Record companies and musicians ought to be grateful for free air play, because it generates sales, Mr. Wharton added. Indeed, because of the marketing power of radio, music companies in the past sometimes paid for radio time, under the outlawed practice of payola.

Elsewhere, some businesses are going along with the music industry's demands. In Italy, for instance, a trade organization for the more than 200,000 restaurants and bars in the country agreed in March to accept a standardized license allowing them to play recorded music on the premises.

Previously, said Gianluigi Chiodaroli, president of SCF, a collection agency, few of these establishments were complying with Italian copyright law, which authorizes such royalties for record companies and performers. Under the new system, bars and restaurants are given discounts if they step forward voluntarily; if they do not, and inspectors from the agency discover the infraction, a higher rate will be levied, he said.

"In a country like Italy, which has a significant problem with acceptance of, shall we say, the legality principle, this was a very important agreement," Mr. Chiodaroli said. "Looking at the bank accounts, I see day by day an increasing acceptance of it."

Meanwhile, in Australia, having secured a higher royalty rate for nightclubs, the music industry is moving on to other music users, including fitness centers, restaurants and television broadcasters. The country's Copyright Tribunal is expected to decide in the coming months on some of these cases.

"The record companies are using us as a bit of a guinea pig," said Bill Healey, chief executive of the Australian Hotels Association, which represents nightclubs and is fighting any additional rate increases. "They're clutching at straws."

Mr. Peach said the higher nightclub fees, set by an arbitration panel, could generate millions of dollars once they were fully in place.
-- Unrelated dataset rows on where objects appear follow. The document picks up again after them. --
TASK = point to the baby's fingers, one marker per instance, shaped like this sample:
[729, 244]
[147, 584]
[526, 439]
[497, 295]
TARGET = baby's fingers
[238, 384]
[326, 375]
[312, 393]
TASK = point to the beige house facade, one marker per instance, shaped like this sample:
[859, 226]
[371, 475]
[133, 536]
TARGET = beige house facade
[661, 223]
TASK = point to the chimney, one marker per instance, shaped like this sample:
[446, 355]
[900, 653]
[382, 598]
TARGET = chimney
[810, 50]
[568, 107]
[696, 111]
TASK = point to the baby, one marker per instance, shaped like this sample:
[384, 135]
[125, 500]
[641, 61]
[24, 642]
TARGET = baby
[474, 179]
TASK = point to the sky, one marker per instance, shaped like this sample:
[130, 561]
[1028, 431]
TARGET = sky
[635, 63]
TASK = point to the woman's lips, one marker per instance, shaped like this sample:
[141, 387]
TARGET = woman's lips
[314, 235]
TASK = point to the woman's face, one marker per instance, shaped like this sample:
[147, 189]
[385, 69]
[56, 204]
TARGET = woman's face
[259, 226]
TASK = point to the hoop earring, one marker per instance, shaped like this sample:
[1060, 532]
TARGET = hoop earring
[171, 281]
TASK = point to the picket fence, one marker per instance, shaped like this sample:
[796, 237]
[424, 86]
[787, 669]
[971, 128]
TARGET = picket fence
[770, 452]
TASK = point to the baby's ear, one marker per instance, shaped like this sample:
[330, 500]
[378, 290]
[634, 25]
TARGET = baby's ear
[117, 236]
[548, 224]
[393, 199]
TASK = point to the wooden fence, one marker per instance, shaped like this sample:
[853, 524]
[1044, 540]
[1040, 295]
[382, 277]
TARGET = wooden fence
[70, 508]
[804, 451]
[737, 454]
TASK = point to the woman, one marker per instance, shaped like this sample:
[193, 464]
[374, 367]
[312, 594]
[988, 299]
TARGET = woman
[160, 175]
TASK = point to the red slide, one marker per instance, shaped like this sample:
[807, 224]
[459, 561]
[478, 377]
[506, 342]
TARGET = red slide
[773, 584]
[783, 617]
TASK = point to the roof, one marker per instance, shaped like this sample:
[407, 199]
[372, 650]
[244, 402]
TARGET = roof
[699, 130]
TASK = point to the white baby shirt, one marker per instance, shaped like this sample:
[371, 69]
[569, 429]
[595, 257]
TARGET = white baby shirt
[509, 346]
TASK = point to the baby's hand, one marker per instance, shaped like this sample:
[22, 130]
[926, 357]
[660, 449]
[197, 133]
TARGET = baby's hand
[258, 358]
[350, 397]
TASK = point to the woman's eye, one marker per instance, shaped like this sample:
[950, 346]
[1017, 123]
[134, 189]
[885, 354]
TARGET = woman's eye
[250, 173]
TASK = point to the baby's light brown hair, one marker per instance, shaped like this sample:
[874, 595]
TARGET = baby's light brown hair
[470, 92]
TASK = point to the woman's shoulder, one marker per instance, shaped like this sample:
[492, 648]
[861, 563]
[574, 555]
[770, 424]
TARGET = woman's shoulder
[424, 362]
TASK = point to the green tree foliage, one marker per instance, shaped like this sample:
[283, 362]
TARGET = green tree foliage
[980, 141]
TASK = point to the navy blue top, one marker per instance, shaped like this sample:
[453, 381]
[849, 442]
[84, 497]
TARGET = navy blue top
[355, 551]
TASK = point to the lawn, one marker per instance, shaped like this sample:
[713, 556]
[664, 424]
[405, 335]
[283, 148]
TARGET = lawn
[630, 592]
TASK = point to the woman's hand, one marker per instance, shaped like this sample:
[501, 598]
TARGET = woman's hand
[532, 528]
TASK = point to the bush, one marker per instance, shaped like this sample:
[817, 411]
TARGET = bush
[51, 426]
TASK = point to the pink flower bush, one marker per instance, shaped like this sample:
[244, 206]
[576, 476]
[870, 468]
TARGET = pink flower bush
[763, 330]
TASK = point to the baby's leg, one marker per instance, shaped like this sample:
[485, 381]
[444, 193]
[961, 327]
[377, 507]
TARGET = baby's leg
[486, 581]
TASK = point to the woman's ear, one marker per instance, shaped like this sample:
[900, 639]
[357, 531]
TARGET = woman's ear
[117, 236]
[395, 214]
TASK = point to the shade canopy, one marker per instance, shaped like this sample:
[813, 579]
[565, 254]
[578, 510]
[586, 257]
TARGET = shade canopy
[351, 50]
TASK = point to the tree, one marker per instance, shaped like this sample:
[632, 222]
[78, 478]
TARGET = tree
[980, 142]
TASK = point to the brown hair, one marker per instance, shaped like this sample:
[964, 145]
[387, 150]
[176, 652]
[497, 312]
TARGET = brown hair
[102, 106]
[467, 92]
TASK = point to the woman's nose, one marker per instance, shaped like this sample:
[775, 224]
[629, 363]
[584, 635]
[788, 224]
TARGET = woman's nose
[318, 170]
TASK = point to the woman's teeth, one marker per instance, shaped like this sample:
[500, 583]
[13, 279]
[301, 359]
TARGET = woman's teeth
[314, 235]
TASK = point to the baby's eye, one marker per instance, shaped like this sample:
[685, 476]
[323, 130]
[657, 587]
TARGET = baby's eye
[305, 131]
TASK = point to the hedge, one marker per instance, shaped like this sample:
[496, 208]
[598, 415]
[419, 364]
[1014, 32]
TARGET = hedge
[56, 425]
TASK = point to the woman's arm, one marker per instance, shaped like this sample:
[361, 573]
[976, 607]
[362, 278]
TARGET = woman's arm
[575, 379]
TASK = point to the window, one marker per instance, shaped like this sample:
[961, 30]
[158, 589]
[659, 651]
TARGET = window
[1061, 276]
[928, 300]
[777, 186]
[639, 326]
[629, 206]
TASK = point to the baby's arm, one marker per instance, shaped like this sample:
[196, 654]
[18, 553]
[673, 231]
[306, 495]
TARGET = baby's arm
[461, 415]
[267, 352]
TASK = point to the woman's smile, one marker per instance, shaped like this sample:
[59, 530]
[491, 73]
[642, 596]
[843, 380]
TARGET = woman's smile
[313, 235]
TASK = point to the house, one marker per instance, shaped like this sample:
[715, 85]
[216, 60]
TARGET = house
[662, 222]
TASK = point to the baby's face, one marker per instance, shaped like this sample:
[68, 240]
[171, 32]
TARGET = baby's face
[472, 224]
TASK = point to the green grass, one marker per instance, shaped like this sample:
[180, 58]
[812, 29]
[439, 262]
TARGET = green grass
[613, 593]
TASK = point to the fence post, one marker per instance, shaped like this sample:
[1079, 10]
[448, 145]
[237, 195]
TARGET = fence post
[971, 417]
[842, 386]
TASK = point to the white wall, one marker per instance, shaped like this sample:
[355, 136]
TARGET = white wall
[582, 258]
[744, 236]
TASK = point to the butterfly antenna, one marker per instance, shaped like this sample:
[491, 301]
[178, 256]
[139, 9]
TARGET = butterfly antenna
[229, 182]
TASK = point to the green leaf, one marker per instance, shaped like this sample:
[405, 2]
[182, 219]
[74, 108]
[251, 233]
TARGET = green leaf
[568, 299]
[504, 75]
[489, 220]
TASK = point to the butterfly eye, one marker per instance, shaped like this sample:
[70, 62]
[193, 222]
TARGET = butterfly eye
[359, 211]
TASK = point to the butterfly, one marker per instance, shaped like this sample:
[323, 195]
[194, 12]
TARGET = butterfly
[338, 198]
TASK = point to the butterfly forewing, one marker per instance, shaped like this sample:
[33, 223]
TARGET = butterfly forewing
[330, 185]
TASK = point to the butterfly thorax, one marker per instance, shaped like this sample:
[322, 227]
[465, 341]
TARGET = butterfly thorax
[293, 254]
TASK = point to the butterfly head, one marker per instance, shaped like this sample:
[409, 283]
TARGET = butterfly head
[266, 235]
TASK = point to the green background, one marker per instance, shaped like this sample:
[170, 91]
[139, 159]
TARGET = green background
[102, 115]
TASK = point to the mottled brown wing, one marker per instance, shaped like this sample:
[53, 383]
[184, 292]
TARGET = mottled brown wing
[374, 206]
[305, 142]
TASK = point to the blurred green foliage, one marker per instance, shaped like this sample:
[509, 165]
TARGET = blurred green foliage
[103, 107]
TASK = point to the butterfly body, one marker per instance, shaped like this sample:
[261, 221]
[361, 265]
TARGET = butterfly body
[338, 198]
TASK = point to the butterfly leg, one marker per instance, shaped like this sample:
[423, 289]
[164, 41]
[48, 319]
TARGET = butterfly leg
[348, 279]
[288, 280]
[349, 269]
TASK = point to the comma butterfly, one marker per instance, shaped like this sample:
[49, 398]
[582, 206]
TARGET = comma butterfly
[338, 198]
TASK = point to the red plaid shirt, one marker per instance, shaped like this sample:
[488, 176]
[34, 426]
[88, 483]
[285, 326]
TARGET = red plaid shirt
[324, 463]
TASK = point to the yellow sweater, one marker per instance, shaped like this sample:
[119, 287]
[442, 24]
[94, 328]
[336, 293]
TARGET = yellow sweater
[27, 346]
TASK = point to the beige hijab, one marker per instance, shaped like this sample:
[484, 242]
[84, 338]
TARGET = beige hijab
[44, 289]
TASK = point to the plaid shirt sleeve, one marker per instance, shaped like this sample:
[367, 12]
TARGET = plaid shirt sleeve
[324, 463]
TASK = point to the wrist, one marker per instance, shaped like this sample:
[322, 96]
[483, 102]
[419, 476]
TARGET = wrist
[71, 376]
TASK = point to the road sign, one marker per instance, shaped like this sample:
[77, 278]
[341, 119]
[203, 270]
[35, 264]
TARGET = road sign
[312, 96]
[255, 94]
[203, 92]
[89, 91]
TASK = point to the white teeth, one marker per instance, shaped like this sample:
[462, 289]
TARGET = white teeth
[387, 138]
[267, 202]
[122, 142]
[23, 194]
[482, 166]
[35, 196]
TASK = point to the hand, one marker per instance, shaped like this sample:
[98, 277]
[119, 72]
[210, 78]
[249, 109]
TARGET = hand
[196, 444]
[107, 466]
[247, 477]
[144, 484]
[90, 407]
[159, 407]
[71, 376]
An accompanying increase in royalties that nightclubs have to pay music publishers and songwriters, which are often owned by the same parent companies as the record labels, is expected to raise additional money.

Faced with a substantial increase in their costs once the rate increases are fully in place, Mr. Healey said, club owners have started looking for ways to avoid paying royalties.

One possibility, he said, was to put together play lists composed entirely of U.S. songs, with no involvement from non-American musicians. Because the United States has no performance copyright for recordings and artists, he said, this might exempt the clubs from paying any fees.

Mr. Peach, the chief of the Australian royalty collection organization, said the higher royalties simply reflected the changing ways in which people listen to music in the digital era.

With music available in many more ways, and in many more places, fewer people feel the need to buy CDs. Yet music is increasingly valuable to businesses, he said - encouraging customers, for example, to linger in a store or restaurant, where they buy more items or order extra drinks.

But he acknowledge that persuading business owners to go along with higher rates would be challenging.

"It's quite a battle to say, 'Forget what we used to do. This is what we're going to do now,'" Mr. Peach said.